= David Wilkinson (political scientist) =

David Ormond Wilkinson (born 1939) is a professor of political science at the Department of Political Science of the University of California, Los Angeles.

==Education and career==
After graduating from Harvard College with a B.A. degree in 1960, Wilkinson was admitted to Columbia University, and received his M.A. and Ph.D. degrees in 1962 and 1965.

Wilkinson joined the faculty of the UCLA Department of Political Science as an assistant professor in 1964 and became a professor in 1975. He also serves as an editor for the Comparative Civilizations Review and the Journal of World-Systems Research.

==Scholarship==
Wilkinson redefines civilization on connectedness criterion, not cultural criterion, as "a city-state, cities-state, or tightly linked politico-military network of such states that are not a part of a larger such network", and considers civilizations as world-systems.

Wilkinson introduces the idea of "Central Civilization" or "Central World-System", which he argues emerged about 1500 BC with the integration of the Mesopotamian and Egyptian civilizations, and then engulfed the Aegean civilization in 560 BC, Indic civilization in 1000, the New World after the Age of Discovery, and finally the Far Eastern civilizations in 1850. This idea has been followed and developed by other scholars.
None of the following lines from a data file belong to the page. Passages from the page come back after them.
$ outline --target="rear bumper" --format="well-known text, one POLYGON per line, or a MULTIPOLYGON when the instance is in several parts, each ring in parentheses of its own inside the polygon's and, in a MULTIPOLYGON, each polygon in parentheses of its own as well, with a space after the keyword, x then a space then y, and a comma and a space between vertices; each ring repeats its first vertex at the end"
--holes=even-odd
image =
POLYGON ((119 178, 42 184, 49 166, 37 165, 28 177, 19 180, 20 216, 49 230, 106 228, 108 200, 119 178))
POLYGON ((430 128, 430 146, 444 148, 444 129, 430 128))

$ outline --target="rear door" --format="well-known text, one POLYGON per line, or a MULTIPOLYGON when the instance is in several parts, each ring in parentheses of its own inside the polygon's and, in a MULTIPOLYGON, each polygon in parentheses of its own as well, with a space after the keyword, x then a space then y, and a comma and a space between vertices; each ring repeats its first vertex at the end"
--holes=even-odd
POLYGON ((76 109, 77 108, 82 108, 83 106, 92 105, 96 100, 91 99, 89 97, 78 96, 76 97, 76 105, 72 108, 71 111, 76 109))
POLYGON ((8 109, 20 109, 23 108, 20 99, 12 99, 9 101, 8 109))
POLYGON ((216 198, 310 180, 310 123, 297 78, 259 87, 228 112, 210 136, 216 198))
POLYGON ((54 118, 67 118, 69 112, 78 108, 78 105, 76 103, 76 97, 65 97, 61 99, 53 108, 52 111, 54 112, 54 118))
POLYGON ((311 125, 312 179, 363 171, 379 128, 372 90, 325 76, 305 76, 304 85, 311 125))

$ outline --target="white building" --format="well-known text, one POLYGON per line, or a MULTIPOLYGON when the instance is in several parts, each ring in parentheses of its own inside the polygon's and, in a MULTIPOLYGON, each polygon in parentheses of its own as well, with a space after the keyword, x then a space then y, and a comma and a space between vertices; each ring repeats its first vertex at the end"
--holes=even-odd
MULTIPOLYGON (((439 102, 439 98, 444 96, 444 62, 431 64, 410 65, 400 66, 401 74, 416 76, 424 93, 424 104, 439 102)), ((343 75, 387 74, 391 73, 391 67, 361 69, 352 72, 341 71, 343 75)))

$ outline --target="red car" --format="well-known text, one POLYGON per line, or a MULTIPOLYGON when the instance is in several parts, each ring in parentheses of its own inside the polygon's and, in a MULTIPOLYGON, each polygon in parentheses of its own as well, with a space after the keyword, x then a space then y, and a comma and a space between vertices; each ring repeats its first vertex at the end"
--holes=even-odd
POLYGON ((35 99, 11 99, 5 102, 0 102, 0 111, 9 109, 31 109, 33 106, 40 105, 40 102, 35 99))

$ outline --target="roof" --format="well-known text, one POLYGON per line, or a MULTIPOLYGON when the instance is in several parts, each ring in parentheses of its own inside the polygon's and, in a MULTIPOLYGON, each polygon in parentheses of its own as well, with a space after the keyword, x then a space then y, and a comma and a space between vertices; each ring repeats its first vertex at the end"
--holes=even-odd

The notion that the Middle East and Europe are in the same system was also adopted by Ian Morris's award-winning book Why the West Rules—For Now, which defines the West as all civilizations descending from the Fertile Crescent, rather than just the traditional Western world.

==Selected bibliography==
===Books===
- Malraux: An Essay in Political Criticism, Harvard University Press, 1967, ISBN 0674544005
- Comparative Foreign Relations: Framework and Methods, Dickinson Publishing Company, 1969
- Revolutionary Civil War: The Elements of Victory and Defeat, Page-Ficklin Publications, 1975
- Deadly Quarrels: Lewis F. Richardson and the Statistical Study of War, University of California Press, 1980, ISBN 0520038290

===Articles===
- "Power Polarity in the Far Eastern World System, 1025 BC—AD 1850: Narrative and 25-Year Interval Data", 5 Journal of World-Systems Research no.3 (Fall 1999).
- "Civilizations as Networks: Trade, War, Diplomacy, and Command-Control", 8 Complexity no.1 (September–October 2002), pp. 82–86.